It is possible for previous searchers queries at a search engine to influence what you see in search results. Imagine a search engine doing this:
- You search for “dog” in the search engine.
- The search engine grabs a list of pages that it finds relevant to those results.
- It looks through query logs to find the most frequently ocurring queries that include the word “dog” such as “dog breeds, dog name, dog pile, dog breeders, dog pictures, dog training, dog health, dog beds, dog food, dog kennels, dog photos, dog adoption, dogs for sale,” and the number of times people searched for those.
- The search engine also looks at those query logs to find the most frequently occurring search queries that came immediately before or after a search for those other queries containing the word “dog,” such as “cat, pet, pitbull, jack russell terrier, puppy, animals, border collie, chihuahua, game.”
- A “language model” is created for your query, based upon these other searches from user log files, and it is used to rerank the original search results.
A newly published patent application from Microsoft describes in more detail how users queries can be incorporated into such a query expansion and reranking process.
Invented by Silviu-Petru Cucerzan and Ziming Zhuang
Assigned to Microsoft
US Patent Application 20070214131
Publshed September 13, 2007
Filed: March 13, 2006
A system(s) and/or method(s) that facilitate improving the relevance of search results through utilization of a query log. The relevance of the search results for a target query can be judged based on one or more queries in the log that are related to the target query temporally and/or lexically. The diversity of the top-ranked search results can be increased and/or decreased based on an iterative re-ranking process of the search result set.
What is interesting about this is that it not only takes information that it finds on the Web to return relevant pages to searchers, but that it also treats previous searchers queries as a valuable source of information to take into consideration when providing search results to people.
In this process, both the number of other queries, and the frequency and recency that they are performed with can influence the reranking of results, as well as the actual language used in the original query itself.
The search engine would be making a number of “inferences” in using previously searched for queries that include the term or terms being searched for. I liked this paragraph from the patent filing, which describes what the word “inference” means in the context of this document:
As used herein, the term “inference” refers generally to the process of reasoning about or inferring states of the system, environment, and/or user from a set of observations as captured through events and/or data.
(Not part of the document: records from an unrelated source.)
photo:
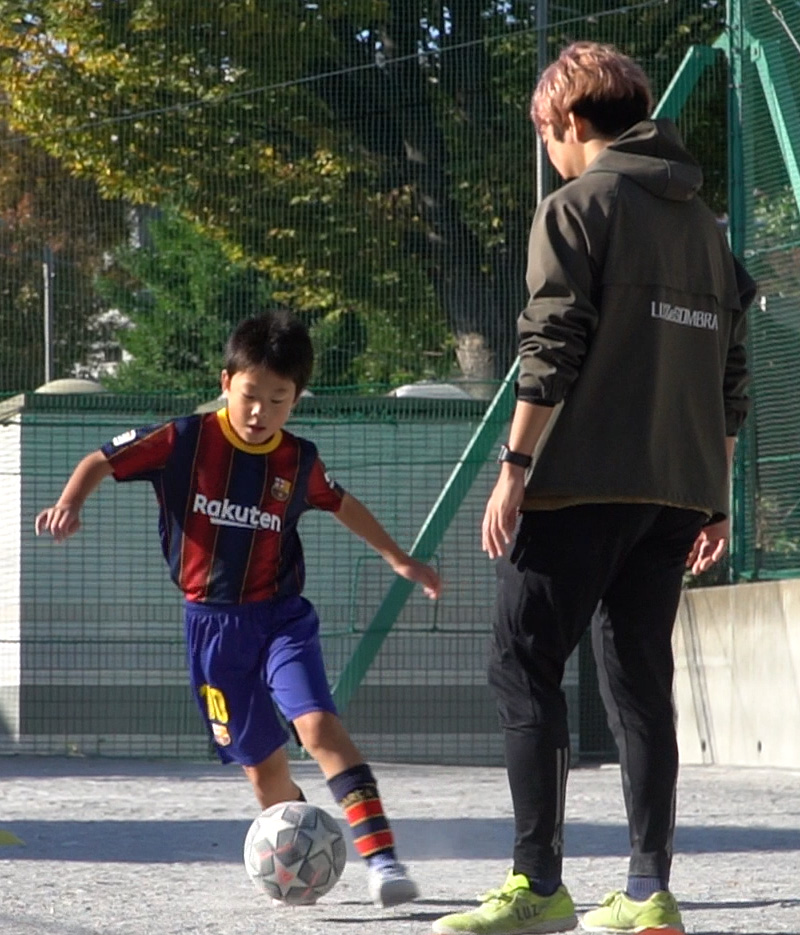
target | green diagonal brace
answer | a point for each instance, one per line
(695, 62)
(783, 108)
(430, 535)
Inference can be employed to identify a specific context or action, or can generate a probability distribution over states, for example.
The inference can be probabilistic–that is, the computation of a probability distribution over states of interest based on a consideration of data and events.
Inference can also refer to techniques employed for composing higher-level events from a set of events and/or data. Such inference results in the construction of new events or actions from a set of observed events and/or stored event data, whether or not the events are correlated in close temporal proximity, and whether the events and data come from one or several event and data sources.
Various classification schemes and/or systems (e.g., support vector machines, neural networks, expert systems, Bayesian belief networks, fuzzy logic, data fusion engines . . . ) can be employed in connection with performing automatic and/or inferred action in connection with the subject embodiments.
In other words, search engines are returning results by trying to make reasonable observations about the ways that other people are using the words searched for, and letting those observations influence the search results being returned to a searcher.
A couple of definitions from the patent application:
Query extensions – the terms that expand a shorter query into a larger query.
Adjacent queries – queries that precede or follow a query in a user search session.
The idea behind this system looking at both of these types of data from query logs is that they may be helpful in providing information regarding a user’s search intent.
Here’s another example of how this might work:
For example; a user submits the query “hard disk case” although a better or more accurate description (e.g., generally accepted and more frequently used on the web) is “hard drive enclosure”.
The results for such a query would suffer because a search engine would rank the documents based on their fit with the query terms, including term frequency and proximity even though some of the retrieved pages may contain the more accurate terms (such as “drive” and “enclosure”).
A system the utilizes mutual information based on query log statistics can identify “hard disk” as a relevant prefix for the query and then generate the popular extensions “drive”, “data recovery”, “repair”, “utilities”, “failure”, “problems”, “eraser”, “enclosure”, etc.
From user search sessions, the system can also retrieve co-occurring queries, such as “portable hard disk”, “usb external hard drive”, and “usb enclosures.”
The words in these extensions and queries can be used to re-rank the search results retrieved for the initial query, under the assumption that such additional information can help to better represent the typical user’s real search intent, in concordance with previous findings.
In building a “language model” from query logs and pages found in search result, to rerank pages, a number of properties of documents included in those results might be looked at, such as URLs, page titles, page content, and snippets on the search results pages for the different query extensions and adjacent queries.
A ranking component that reranks the orginal search results would use that language model to create a match score for each of the documents in those search results, to work with the original rankings of those results.
The patent filing goes into a lot of detail on how this reranking system may work, and also provides a glimpse of how it might work with a user’s search history to provide more personalized results.